Last weekend, in an attempt to see if the sorority life was for me, I decided to attend formal fall recruitment. I hadn’t gone through recruitment as a freshman. Admittedly, I was skeptical about sororities. I had just graduated from an all-girls high school, which I loved, but I was ready for a different experience.
Come spring, I realized I missed that small community. I was involved in the activities I enjoyed, but I wanted to meet more people at GW. I decided I would go through recruitment in the fall to see if there was a particular sorority that could fill that void.
Sororities are meant to foster the feeling of kinship with a group of women; being a part of a sorority means that you are part of something bigger than yourself. Social sororities, especially here at GW, are active in philanthropy and rich in history and rituals. More than 18 percent of undergraduates at GW are involved in Greek-letter life.
But last weekend, I found that process of recruitment is inconsistent with what I believe to be true about sororities. Recruitment counselors lined us up like a herd of cattle and came around with mints. We were told to smile as we entered each sorority party. The process seemed superficial and hurried. It was like speed dating for girls. Sororities are social groups, and this process felt far from social.
At the parties we would be asked the same standard questions. I felt like there was an entire science behind determining whether a girl was “right” for a sorority’s chapter. Yet I also felt like much of the process was random.

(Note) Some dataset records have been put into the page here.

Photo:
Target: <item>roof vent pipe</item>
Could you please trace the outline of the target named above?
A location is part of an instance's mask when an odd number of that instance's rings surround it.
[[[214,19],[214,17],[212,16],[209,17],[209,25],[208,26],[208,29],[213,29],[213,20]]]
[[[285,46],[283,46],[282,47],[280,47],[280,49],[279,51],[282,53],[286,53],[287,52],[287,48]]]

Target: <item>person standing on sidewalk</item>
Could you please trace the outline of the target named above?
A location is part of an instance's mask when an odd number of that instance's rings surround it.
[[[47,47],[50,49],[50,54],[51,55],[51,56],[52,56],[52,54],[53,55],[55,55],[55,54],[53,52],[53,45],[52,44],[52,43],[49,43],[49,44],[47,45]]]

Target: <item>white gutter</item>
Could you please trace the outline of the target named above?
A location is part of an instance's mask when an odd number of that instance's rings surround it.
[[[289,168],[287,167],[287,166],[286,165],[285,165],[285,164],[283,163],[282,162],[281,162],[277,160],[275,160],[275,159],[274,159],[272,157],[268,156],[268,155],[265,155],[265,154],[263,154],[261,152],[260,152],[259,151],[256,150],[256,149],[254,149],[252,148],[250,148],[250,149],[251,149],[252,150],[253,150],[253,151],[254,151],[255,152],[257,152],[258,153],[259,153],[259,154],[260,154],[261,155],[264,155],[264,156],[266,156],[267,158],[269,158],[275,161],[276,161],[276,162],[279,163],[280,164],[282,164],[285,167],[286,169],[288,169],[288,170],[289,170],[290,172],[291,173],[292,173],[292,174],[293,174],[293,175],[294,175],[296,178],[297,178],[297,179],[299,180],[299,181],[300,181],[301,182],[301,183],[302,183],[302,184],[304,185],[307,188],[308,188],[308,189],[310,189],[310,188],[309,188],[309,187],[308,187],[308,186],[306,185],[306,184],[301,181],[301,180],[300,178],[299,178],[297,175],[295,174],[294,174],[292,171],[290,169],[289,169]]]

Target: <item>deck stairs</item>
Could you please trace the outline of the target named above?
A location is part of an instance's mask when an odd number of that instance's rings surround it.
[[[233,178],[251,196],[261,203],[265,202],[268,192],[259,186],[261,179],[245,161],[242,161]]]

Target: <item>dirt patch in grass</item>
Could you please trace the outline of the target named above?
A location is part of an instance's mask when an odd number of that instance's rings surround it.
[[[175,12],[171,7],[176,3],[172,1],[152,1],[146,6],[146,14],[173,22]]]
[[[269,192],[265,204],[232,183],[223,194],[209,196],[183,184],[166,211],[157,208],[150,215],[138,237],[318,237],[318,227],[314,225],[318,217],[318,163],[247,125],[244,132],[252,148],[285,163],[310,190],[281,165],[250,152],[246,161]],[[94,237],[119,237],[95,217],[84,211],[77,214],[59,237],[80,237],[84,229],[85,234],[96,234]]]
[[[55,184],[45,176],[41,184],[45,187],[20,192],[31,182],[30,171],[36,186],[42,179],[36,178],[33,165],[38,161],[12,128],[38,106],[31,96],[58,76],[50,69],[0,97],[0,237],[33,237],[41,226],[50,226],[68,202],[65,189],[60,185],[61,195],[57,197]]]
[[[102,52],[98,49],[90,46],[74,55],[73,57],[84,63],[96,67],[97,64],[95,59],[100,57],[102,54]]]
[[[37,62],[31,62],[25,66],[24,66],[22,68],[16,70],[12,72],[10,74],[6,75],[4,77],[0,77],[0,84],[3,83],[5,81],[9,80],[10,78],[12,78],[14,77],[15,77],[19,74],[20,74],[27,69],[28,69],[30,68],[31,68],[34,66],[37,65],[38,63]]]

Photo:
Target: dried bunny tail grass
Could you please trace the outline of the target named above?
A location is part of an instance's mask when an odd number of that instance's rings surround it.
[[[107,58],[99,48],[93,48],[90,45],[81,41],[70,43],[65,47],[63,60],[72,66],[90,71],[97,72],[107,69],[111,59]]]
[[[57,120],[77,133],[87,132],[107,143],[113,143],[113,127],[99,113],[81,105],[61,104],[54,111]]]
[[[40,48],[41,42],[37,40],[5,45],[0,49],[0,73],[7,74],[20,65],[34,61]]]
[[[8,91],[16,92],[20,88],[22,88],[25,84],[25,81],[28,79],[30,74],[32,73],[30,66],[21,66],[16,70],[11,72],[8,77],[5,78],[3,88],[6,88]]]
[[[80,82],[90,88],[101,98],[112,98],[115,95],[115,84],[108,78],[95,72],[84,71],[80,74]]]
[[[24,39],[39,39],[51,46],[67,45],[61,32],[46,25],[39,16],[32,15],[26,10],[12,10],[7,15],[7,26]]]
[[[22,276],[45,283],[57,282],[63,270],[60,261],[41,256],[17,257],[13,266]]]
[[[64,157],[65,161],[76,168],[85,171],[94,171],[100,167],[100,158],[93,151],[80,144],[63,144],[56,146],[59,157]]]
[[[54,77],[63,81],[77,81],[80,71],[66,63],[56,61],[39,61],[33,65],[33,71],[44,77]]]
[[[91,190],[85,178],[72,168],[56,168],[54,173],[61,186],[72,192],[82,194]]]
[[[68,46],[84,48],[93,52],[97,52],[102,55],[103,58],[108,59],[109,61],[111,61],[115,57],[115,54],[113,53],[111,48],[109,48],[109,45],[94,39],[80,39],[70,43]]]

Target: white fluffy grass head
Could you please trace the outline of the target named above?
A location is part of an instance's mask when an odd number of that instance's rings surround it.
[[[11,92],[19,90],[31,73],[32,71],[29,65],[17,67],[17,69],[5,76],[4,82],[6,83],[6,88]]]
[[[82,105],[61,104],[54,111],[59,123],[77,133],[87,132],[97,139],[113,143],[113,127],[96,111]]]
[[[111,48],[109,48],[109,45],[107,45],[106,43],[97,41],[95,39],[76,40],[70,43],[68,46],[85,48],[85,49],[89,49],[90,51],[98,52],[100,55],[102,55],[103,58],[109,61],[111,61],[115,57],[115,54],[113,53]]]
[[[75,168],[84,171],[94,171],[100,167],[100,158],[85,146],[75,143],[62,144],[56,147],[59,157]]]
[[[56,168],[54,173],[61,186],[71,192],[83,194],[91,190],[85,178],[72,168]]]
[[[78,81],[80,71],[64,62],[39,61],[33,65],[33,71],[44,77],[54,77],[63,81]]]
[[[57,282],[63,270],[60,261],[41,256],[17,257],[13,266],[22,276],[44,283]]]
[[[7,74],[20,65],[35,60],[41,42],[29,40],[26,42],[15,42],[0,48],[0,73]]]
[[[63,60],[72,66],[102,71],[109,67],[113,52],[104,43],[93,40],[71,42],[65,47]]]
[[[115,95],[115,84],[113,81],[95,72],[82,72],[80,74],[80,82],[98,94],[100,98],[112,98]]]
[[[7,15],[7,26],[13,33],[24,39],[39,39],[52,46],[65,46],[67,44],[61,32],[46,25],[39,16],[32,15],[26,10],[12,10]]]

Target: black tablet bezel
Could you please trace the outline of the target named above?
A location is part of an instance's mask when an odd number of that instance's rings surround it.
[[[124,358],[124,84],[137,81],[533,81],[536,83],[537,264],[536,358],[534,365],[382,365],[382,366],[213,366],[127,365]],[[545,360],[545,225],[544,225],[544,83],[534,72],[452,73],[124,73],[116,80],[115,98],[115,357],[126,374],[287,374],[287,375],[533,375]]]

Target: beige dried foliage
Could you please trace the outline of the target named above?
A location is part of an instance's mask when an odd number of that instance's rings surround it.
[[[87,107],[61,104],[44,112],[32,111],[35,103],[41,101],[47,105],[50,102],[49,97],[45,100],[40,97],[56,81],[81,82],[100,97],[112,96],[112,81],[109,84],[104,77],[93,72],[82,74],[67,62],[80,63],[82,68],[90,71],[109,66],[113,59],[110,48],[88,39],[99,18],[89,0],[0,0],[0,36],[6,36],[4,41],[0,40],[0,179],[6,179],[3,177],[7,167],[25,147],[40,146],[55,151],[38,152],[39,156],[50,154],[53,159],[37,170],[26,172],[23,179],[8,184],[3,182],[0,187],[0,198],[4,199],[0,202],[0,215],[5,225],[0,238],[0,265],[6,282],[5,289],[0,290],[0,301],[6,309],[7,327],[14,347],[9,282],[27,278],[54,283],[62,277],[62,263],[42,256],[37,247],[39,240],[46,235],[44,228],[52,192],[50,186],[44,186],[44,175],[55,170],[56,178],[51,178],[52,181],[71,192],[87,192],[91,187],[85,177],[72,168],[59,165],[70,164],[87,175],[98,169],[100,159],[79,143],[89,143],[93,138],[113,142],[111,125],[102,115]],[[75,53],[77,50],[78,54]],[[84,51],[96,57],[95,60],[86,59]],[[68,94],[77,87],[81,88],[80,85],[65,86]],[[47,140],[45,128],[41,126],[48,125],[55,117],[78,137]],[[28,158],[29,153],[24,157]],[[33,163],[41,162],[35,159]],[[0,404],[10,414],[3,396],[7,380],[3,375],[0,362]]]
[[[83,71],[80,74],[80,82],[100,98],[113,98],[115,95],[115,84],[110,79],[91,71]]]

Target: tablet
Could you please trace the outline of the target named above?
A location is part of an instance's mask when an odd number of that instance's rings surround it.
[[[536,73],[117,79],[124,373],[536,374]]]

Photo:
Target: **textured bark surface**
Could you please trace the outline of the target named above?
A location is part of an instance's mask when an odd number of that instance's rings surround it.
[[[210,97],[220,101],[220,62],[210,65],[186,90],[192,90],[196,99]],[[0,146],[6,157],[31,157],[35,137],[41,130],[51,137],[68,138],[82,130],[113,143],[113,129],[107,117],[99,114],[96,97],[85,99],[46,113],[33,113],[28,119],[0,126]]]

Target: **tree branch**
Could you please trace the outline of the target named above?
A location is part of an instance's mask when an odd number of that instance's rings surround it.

There is a mutual ranking system between the chapters and the potential members that goes into a computer quota system at the end of each round. The computer would “match” us up with the sororities we would go back to the next day. Personally I don’t see how talking to a few sisters in a chapter for a few minutes each can allow anyone, sister or potential member, to make an authentic judgment about a person.
Furthermore, this is a pretty serious decision and I couldn’t help feeling that it was reduced to a lottery. Was a computer really going to have a say in who my new sisters would be? But despite the system, there was one chapter I really thought I could see myself in. When I didn’t get a bid from them, my self-doubt and insecurities inundated me. I felt like I had been used, exploited and dumped – all in a four-day whirlwind and by a group of girls.
I took a step back and realized that I was reacting ridiculously to a ridiculous procedure. I had gotten so caught up in the recruitment process, but I recognized that the world wouldn’t end. My bitterness and uncertainty of myself would pass.
Perhaps many sisters would say that the current system does not need be to changed. However if you love an institution and want to see it flourish, you should be willing to critique it. Not only is it stressful for potential members, but the current recruitment system is stressful for the chapters. Themes, decorations, food, songs and matching outfits are prepared well in advance and recruitment practice is religiously rehearsed. To me, some of these preparations take away from the elements that form a sisterhood.
I believe that sororities are fundamentally good; after all, I wanted to join one. Most people I know in sororities love Greek-letter life. But for these positive messages to tangibly get across to potential members, I think that the Pan-Hellenic Association should consider different approaches to the recruitment process. The fraternity rush process is one method.
For fraternities at GW, rush lasts about two weeks with potential members attending the events they want to. If you’re serious about one fraternity, you’ll go to all of their rush events. Hanging out and eating Chipotle burritos with a bunch of guys at a fraternity house is a much more casual, more personal and less intimidating atmosphere than recruitment. Brothers are prepped on the facts and history of their respective fraternities, not on what to ask potential members, so the conversation isn’t forced. There is no intervention from a computer system that factors into deciding who will become a brother and who won’t.
If the recruitment process was adjusted, I believe that a lot of stereotypes about sororities would diminish and a lot more skeptics would come out for recruitment. Perhaps some of the common stereotypes about sorority girls stem from the recruitment process.
I do not regret my decision to go through recruitment. I don’t feel like I wasted my time because I didn’t get a bid from the sorority I thought I wanted. I learned a lot about myself. I doubted myself and trusted myself again. I could see myself in a sorority; I just don’t believe I’m cut out for the recruitment process.
So maybe I’ll rush a fraternity next fall.
The writer is a sophomore majoring in journalism.